On 2012年04月24日 03:47, Guido Günther wrote:
>Hi,
>On Sun, Apr 22, 2012 at 02:41:54PM -0400, Jim Paris wrote:
>>Hi,
>>
>>http://bugs.debian.org/663931 is a bug I'm hitting, where virt-manager
>>times out on the initial connection to libvirt.
>
>I reassigned the bug back to libvirt. I still wonder what triggers this
>though for some users but not for others?
>Cheers,
> -- Guido
>
>>
>>The basic problem is that, while checking storage volumes,
>>virt-manager causes libvirt to call "udevadm settle". There's an
>>interaction where libvirt's earlier use of network namespaces (to probe
>>LXC features) had caused some uevents to be sent that get filtered out
>>before they reach udev. This confuses "udevadm settle" a bit, and so
>>it sits there waiting for a 2-3 minute built-in timeout before returning.
>>Eventually libvirtd prints:
>> 2012-04-22 18:22:18.678+0000: 30503: warning : virKeepAliveTimer:182 : No
response from client 0x7feec4003630 after 5 keepalive messages in 30 seconds
>>and virt-manager prints:
>> 2012-04-22 18:22:18.931+0000: 30647: warning : virKeepAliveSend:128 : Failed
to send keepalive response to client 0x25004e0
>>and the connection gets dropped.
>>
>>One workaround could be to specify a shorter timeout when doing the
>>settle. The patch appended below allows virt-manager to work,
>>although the connection still has to wait for the 10 second timeout
>>before it succeeds. I don't know what a better solution would be,
>>though. It seems the udevadm behavior might not be considered a bug
>>from the udev/kernel point of view:
>>
https://lkml.org/lkml/2012/4/22/60
>>
>>I'm using Linux 3.2.14 with libvirt 0.9.11. You can trigger the
>>udevadm issue using a program I posted at the Debian bug report link
>>above.
>>
>>-jim
>>
>>> From 17e5b9ebab76acb0d711e8bc308023372fbc4180 Mon Sep 17 00:00:00 2001
>>From: Jim Paris<jim(a)jtan.com>
>>Date: Sun, 22 Apr 2012 14:35:47 -0400
>>Subject: [PATCH] shorten udevadmin settle timeout
>>
>>Otherwise, udevadmin settle can take so long that connections from
>>e.g. virt-manager will get closed.
>>---
>> src/util/util.c | 4 ++--
>> 1 files changed, 2 insertions(+), 2 deletions(-)
>>
>>diff --git a/src/util/util.c b/src/util/util.c
>>index 6e041d6..dfe458e 100644
>>--- a/src/util/util.c
>>+++ b/src/util/util.c
>>@@ -2593,9 +2593,9 @@ virFileFindMountPoint(const char *type ATTRIBUTE_UNUSED)
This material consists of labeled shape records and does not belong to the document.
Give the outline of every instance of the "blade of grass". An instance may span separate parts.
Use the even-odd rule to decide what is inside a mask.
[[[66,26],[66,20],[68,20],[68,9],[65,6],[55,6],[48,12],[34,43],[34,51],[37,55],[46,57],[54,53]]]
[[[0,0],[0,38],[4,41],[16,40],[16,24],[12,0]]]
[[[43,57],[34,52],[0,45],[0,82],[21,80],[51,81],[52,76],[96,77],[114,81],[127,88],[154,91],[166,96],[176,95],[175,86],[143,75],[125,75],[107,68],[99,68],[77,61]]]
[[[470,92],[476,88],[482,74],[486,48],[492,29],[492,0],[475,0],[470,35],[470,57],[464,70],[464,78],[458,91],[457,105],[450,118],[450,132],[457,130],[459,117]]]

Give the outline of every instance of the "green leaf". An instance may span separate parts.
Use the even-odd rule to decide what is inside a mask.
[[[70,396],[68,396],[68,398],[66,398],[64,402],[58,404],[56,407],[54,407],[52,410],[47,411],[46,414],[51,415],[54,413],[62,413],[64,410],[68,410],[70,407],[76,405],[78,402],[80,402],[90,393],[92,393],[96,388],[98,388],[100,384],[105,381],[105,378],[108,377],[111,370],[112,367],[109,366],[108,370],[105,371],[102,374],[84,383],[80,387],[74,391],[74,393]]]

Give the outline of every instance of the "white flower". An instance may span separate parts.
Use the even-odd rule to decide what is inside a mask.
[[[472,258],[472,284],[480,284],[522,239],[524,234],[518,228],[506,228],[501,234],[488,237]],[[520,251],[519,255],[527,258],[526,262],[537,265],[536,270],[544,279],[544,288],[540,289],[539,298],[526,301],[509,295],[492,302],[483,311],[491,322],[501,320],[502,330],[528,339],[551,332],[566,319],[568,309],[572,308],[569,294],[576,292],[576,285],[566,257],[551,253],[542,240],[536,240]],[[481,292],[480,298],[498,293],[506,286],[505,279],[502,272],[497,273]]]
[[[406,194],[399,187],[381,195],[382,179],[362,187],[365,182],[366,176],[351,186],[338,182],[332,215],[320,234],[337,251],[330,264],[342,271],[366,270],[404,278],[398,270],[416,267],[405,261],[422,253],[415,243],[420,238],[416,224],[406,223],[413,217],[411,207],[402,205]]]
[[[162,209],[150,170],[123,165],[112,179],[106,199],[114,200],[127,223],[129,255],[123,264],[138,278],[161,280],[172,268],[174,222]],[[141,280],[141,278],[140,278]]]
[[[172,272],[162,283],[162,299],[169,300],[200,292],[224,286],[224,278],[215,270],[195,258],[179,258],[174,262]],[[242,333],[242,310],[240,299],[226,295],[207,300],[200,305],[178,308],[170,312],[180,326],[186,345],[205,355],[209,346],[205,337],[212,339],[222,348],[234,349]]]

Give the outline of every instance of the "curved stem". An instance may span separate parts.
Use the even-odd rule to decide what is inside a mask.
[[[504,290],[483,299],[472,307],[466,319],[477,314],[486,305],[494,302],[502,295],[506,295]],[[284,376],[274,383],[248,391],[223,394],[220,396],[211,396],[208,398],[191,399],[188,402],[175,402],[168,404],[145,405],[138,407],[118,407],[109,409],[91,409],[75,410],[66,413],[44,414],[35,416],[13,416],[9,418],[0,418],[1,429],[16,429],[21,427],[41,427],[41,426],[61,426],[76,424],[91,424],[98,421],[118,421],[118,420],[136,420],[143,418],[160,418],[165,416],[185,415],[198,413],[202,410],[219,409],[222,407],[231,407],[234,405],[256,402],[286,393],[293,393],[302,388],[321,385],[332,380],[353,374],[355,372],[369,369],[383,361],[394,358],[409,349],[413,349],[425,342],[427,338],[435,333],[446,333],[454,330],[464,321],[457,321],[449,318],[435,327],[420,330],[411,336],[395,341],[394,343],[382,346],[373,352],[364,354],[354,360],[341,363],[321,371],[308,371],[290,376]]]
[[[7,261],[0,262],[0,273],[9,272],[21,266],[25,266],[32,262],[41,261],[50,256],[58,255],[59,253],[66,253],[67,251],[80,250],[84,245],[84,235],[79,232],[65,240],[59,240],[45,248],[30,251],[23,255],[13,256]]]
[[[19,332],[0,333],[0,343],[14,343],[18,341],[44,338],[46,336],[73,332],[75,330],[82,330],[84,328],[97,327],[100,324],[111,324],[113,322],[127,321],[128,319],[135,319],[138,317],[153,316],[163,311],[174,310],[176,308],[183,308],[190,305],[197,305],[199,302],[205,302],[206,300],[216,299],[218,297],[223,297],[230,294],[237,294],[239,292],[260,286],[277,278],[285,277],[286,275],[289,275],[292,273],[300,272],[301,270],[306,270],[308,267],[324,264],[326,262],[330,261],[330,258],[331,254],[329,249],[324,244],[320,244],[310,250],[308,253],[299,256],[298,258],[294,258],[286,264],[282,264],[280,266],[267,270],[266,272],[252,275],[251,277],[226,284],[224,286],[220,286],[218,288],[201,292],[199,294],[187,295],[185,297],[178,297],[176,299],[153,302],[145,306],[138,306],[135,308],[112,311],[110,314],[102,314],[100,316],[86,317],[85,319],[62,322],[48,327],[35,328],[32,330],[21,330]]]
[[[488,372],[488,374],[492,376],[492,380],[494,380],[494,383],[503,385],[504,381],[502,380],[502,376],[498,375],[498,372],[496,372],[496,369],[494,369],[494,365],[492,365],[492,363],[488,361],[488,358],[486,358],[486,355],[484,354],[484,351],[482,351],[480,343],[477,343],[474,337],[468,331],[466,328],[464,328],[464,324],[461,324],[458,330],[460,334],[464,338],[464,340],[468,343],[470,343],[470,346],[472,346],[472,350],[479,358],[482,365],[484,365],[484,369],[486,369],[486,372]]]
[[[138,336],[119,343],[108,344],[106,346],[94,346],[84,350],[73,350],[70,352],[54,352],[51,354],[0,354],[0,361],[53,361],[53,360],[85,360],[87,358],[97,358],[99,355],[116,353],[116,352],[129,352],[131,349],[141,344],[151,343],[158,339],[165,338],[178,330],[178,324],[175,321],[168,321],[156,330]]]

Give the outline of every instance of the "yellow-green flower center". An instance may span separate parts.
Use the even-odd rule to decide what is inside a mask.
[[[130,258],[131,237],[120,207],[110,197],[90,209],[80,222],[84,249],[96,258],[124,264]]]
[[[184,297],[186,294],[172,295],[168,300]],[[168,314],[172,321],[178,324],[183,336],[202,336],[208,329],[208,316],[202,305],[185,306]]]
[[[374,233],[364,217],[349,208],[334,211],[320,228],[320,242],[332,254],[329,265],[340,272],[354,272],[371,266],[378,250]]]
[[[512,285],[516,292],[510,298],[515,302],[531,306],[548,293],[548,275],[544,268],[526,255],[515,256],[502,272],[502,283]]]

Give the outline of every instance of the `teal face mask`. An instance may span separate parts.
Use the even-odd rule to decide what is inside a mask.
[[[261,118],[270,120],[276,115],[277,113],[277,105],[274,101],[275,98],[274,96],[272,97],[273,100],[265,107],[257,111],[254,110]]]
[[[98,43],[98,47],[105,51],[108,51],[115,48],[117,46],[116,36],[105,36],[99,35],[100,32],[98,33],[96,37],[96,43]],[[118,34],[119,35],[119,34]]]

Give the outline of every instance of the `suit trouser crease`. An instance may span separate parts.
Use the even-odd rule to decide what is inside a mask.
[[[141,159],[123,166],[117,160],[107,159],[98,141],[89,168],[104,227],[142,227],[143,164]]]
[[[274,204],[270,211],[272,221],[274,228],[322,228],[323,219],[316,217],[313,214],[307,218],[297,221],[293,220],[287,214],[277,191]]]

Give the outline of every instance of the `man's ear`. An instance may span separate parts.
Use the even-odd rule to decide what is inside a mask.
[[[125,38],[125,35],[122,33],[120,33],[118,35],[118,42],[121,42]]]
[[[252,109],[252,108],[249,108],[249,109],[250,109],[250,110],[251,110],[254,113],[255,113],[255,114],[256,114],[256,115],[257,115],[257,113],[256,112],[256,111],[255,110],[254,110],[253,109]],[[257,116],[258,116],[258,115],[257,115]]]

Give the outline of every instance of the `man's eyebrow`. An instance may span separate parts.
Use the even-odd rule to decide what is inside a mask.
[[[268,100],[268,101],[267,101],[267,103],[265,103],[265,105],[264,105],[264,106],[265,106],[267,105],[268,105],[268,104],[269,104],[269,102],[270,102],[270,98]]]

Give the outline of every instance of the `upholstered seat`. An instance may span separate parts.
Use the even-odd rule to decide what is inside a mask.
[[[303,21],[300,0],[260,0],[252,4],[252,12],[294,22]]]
>> void virFileWaitForDevices(void)
>> {
>> # ifdef UDEVADM
>>- const char *const settleprog[] = { UDEVADM, "settle", NULL };
>>+ const char *const settleprog[] = { UDEVADM, "settle",
"--timeout", "10", NULL };
Though I don't have a good idea to fix it either, I guess this
change could cause "lvremove" to fail again for the udev race.
See BZs:
https://bugzilla.redhat.com/show_bug.cgi?id=702260
https://bugzilla.redhat.com/show_bug.cgi?id=570359
It seems that those bugs were caused by something like
1. open(lv, O_RDWR)
2. close(lv)
3. system("lvremove ...")
where udev would fire off a command between 2 and 3 that caused 3 to
fail. Adding "udevadm settle" as step 2.5 is a good way to wait for
that command to finish, but:
- it doesn't necessarily fix the issue; something could easily re-open
the device between 2.5 and 3 and cause the same failure.
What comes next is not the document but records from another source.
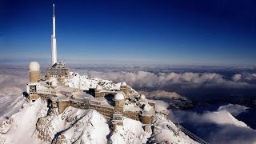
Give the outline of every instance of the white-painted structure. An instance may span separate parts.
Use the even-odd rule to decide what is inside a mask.
[[[56,44],[56,34],[55,34],[55,6],[54,6],[53,14],[53,34],[51,35],[51,64],[52,66],[57,63],[57,44]]]

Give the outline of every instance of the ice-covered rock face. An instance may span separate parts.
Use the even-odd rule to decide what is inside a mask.
[[[96,110],[70,106],[60,115],[40,118],[37,131],[41,138],[54,143],[106,143],[110,129],[106,118]]]
[[[130,118],[124,118],[123,126],[117,126],[111,134],[110,143],[146,143],[151,132],[146,132],[142,124]]]
[[[114,95],[114,100],[115,101],[120,101],[125,99],[125,95],[122,92],[118,92]]]
[[[40,65],[38,62],[31,62],[30,63],[30,71],[39,71]]]

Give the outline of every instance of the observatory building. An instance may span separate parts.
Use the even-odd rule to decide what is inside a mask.
[[[68,82],[74,75],[70,74],[64,63],[57,62],[54,4],[53,8],[52,66],[41,77],[38,62],[30,63],[28,99],[35,101],[40,98],[47,101],[50,112],[53,114],[62,114],[68,106],[93,109],[110,119],[113,129],[122,125],[123,118],[126,117],[142,122],[145,130],[149,130],[155,121],[155,102],[143,94],[133,93],[125,82],[114,90],[104,89],[101,83],[89,90],[69,87]]]

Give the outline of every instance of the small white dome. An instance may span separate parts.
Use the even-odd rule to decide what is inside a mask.
[[[121,84],[121,86],[127,86],[127,84],[126,84],[126,82],[122,82],[122,84]]]
[[[145,99],[145,98],[146,98],[146,96],[145,96],[144,94],[141,94],[140,98],[141,98],[141,99]]]
[[[150,106],[149,104],[146,104],[143,107],[144,111],[150,111],[152,110],[152,106]]]
[[[56,78],[50,77],[49,78],[49,83],[50,83],[50,86],[58,86],[58,80],[56,79]]]
[[[102,86],[100,86],[100,85],[98,85],[97,87],[96,87],[96,90],[102,90]]]
[[[58,82],[57,80],[53,80],[51,82],[50,82],[50,85],[52,86],[58,86]]]
[[[123,100],[125,99],[125,95],[122,92],[118,92],[114,95],[114,100]]]
[[[30,71],[39,71],[40,70],[39,63],[38,62],[30,62]]]

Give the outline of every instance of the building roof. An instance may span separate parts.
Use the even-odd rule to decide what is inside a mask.
[[[146,96],[144,94],[141,94],[141,96],[139,97],[141,99],[145,99]]]
[[[121,86],[127,86],[127,84],[126,84],[126,82],[122,82],[122,84],[121,84]]]
[[[65,92],[73,93],[74,90],[76,90],[76,89],[75,88],[72,88],[72,87],[65,86],[58,86],[55,87],[54,90],[59,90],[59,91],[65,91]]]
[[[152,110],[152,106],[150,106],[149,104],[146,104],[143,107],[144,111],[150,111]]]
[[[102,90],[102,86],[100,86],[100,85],[98,85],[97,87],[96,87],[96,90]]]

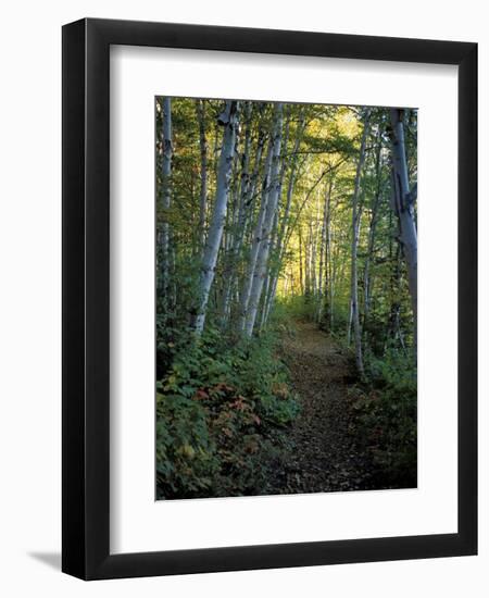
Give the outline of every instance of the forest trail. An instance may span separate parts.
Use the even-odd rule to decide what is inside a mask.
[[[355,438],[351,398],[353,369],[346,352],[311,322],[297,322],[281,342],[301,413],[277,468],[283,494],[365,490],[375,487],[372,463]]]

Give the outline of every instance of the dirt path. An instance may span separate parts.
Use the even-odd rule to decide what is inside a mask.
[[[372,465],[354,435],[348,357],[314,324],[298,322],[296,335],[283,340],[281,358],[302,409],[274,485],[286,494],[372,488]]]

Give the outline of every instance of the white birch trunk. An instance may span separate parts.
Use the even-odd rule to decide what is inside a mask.
[[[369,112],[364,116],[362,142],[360,146],[360,155],[356,164],[355,184],[352,197],[352,240],[351,240],[351,319],[353,323],[353,334],[355,340],[355,362],[359,374],[363,374],[363,356],[362,356],[362,332],[360,328],[359,313],[359,278],[358,278],[358,248],[360,235],[360,180],[362,176],[363,163],[365,161],[365,145],[368,134]]]
[[[240,304],[239,304],[239,320],[238,320],[238,331],[240,332],[243,332],[246,327],[251,288],[253,285],[254,269],[256,266],[256,258],[258,258],[260,245],[262,241],[261,235],[262,235],[263,223],[266,214],[266,207],[268,203],[268,196],[271,191],[271,170],[272,170],[273,152],[274,152],[274,142],[272,138],[269,141],[266,160],[265,160],[265,172],[263,177],[262,200],[260,203],[260,212],[256,221],[256,226],[253,233],[253,240],[251,244],[251,251],[250,251],[250,257],[248,261],[247,273],[244,276],[244,283],[241,290],[241,298],[240,298]]]
[[[233,169],[233,153],[236,141],[236,127],[238,105],[236,101],[227,101],[224,113],[220,116],[224,125],[223,147],[221,149],[220,164],[217,170],[217,184],[215,194],[214,212],[209,229],[202,260],[200,281],[200,306],[196,319],[195,329],[201,334],[205,324],[209,294],[215,276],[217,254],[223,238],[224,224],[226,221],[227,201],[229,197],[229,183]]]
[[[264,223],[261,233],[261,242],[256,256],[256,265],[254,267],[253,284],[250,291],[249,306],[247,310],[247,319],[244,333],[248,337],[253,334],[256,312],[260,304],[260,299],[263,289],[263,283],[266,276],[268,265],[269,247],[272,242],[271,233],[274,223],[275,212],[278,204],[278,196],[280,191],[280,159],[281,159],[281,125],[283,125],[283,104],[275,104],[274,114],[274,133],[273,133],[273,159],[271,169],[271,191],[266,205]]]
[[[205,246],[205,214],[208,211],[208,140],[205,137],[204,100],[197,100],[200,144],[200,203],[199,203],[199,245]]]
[[[163,160],[162,160],[162,207],[163,225],[161,231],[161,283],[163,299],[167,302],[168,276],[170,276],[170,224],[167,221],[168,210],[172,200],[172,99],[163,98]]]
[[[401,241],[408,265],[408,281],[414,316],[414,339],[417,337],[417,233],[414,220],[413,196],[410,188],[401,111],[390,111],[392,124],[392,171],[394,177],[394,211],[401,228]]]

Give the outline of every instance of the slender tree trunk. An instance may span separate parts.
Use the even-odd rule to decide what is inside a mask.
[[[248,261],[247,273],[244,276],[243,287],[241,290],[241,298],[239,304],[239,319],[238,319],[238,331],[244,332],[246,323],[248,319],[248,309],[250,303],[251,288],[253,286],[253,276],[256,267],[256,259],[260,251],[260,246],[262,242],[262,231],[264,226],[264,221],[266,216],[267,204],[271,194],[271,174],[272,174],[272,162],[274,155],[274,139],[272,138],[268,144],[268,150],[265,160],[265,172],[263,176],[263,186],[262,186],[262,198],[260,203],[260,211],[256,220],[256,226],[253,232],[253,240],[251,242],[251,251]]]
[[[399,219],[408,281],[414,316],[414,339],[417,338],[417,233],[414,220],[415,189],[410,188],[402,111],[390,111],[392,124],[392,172],[394,179],[394,212]]]
[[[163,98],[163,160],[162,160],[162,188],[163,188],[163,225],[161,233],[161,287],[163,301],[167,303],[170,282],[170,224],[168,210],[172,199],[172,99]]]
[[[253,284],[250,292],[249,309],[247,312],[247,321],[244,332],[248,337],[253,334],[256,312],[262,296],[263,283],[267,273],[268,256],[271,248],[271,233],[274,223],[275,212],[278,204],[278,196],[280,191],[280,160],[281,160],[281,125],[283,125],[283,104],[275,104],[274,114],[274,134],[273,134],[273,160],[271,169],[271,192],[266,205],[264,224],[261,233],[262,242],[256,257],[256,265],[253,274]]]
[[[200,142],[200,204],[199,204],[199,246],[205,246],[205,215],[208,211],[208,139],[205,137],[205,104],[197,100]]]
[[[375,233],[377,228],[377,212],[380,204],[380,197],[381,197],[381,190],[383,190],[383,182],[381,182],[381,175],[383,175],[383,159],[381,159],[381,129],[379,128],[378,135],[377,135],[377,153],[376,153],[376,178],[377,178],[377,187],[376,192],[372,205],[372,213],[371,213],[371,226],[368,228],[368,242],[367,242],[367,253],[365,258],[365,267],[363,273],[363,324],[365,324],[368,321],[368,315],[371,311],[371,295],[372,295],[372,285],[371,285],[371,263],[374,259],[374,250],[375,250]]]
[[[274,271],[271,273],[272,281],[268,285],[269,291],[266,298],[266,306],[264,310],[262,326],[266,325],[268,321],[269,312],[272,310],[272,306],[274,304],[274,301],[275,301],[275,296],[277,294],[278,277],[280,275],[280,269],[281,269],[285,252],[287,249],[286,235],[287,235],[287,227],[289,225],[289,220],[290,220],[290,208],[292,204],[293,188],[294,188],[296,176],[297,176],[298,150],[301,145],[304,130],[305,130],[305,117],[304,117],[304,110],[302,109],[299,115],[299,125],[298,125],[296,141],[293,144],[292,155],[290,158],[290,173],[289,173],[289,178],[287,184],[286,204],[285,204],[284,215],[281,219],[280,226],[277,227],[276,242],[275,242],[276,265]]]
[[[227,201],[229,196],[230,174],[233,170],[233,153],[236,142],[236,128],[238,121],[238,103],[227,101],[225,111],[220,115],[220,124],[224,126],[223,146],[221,149],[220,165],[217,170],[217,186],[215,194],[214,213],[205,244],[202,260],[200,282],[200,306],[196,319],[195,329],[201,334],[205,324],[209,294],[215,276],[217,254],[223,238],[223,229],[226,221]]]
[[[352,240],[351,240],[351,317],[353,321],[353,333],[355,339],[355,361],[359,374],[363,374],[362,356],[362,332],[360,328],[359,313],[359,278],[358,278],[358,249],[360,234],[360,182],[362,176],[363,163],[365,161],[365,145],[368,134],[369,112],[366,112],[363,119],[363,134],[360,146],[360,155],[356,164],[355,184],[352,197]]]
[[[319,248],[319,281],[317,287],[317,323],[321,324],[325,302],[328,300],[328,239],[329,239],[329,211],[331,204],[333,178],[326,185],[324,198],[323,224],[321,228],[321,248]]]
- the race condition sounds like it was a short window, and sometimes
the original sequence would still work even without the settle.
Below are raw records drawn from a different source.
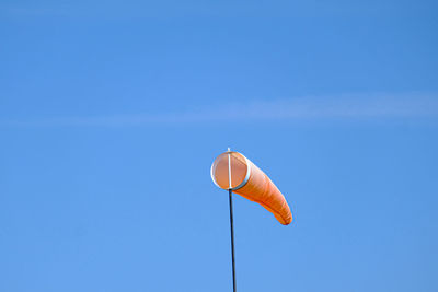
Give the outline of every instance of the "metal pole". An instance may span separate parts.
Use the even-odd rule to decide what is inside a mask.
[[[234,220],[232,212],[232,190],[229,189],[228,191],[230,195],[231,260],[232,260],[232,272],[233,272],[233,292],[235,292]]]

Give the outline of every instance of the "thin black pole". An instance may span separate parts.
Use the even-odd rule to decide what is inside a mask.
[[[235,261],[234,261],[234,220],[232,213],[232,190],[228,190],[230,195],[230,226],[231,226],[231,260],[233,271],[233,292],[235,292]]]

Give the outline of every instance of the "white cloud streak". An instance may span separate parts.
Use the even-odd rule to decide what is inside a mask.
[[[196,106],[182,112],[0,120],[2,126],[129,127],[233,121],[438,119],[438,94],[344,95]]]

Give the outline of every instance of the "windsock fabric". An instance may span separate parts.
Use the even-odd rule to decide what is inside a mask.
[[[292,222],[290,208],[274,183],[239,152],[220,154],[211,165],[211,178],[222,189],[258,202],[284,225]]]

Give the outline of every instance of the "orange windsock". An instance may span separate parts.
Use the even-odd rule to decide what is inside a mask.
[[[284,225],[292,222],[290,208],[274,183],[254,163],[239,152],[227,151],[211,165],[212,182],[222,189],[258,202]]]

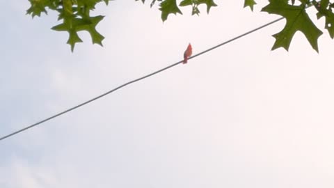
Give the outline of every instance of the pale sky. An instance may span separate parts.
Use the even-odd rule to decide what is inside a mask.
[[[0,1],[0,136],[278,17],[217,3],[164,23],[149,3],[101,4],[104,47],[82,33],[71,53],[55,13]],[[317,54],[298,33],[272,52],[284,24],[1,141],[0,187],[333,187],[334,43],[324,31]]]

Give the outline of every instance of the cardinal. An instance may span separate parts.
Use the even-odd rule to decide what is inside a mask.
[[[188,58],[191,56],[191,54],[193,54],[193,48],[191,47],[191,45],[189,43],[186,51],[184,51],[184,54],[183,54],[183,64],[185,64],[186,62],[188,62]]]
That would suggest to me that a timeout of 10s is still plenty long.
A few thoughts:
- For lvremove: can we try a short timeout (3 seconds), then if the
lvremove still fails, try again with the default udevadm timeout
(120 seconds)?
- Even in that case, we need to fix libvirtd to not kill the
connection after 30 seconds when it's libvirtd's fault that the
connection is blocked for so long anyway.
- When connecting with virt-manager, is the udevadm settle really
necessary? We're not calling lvremove.
Thanks,
-jim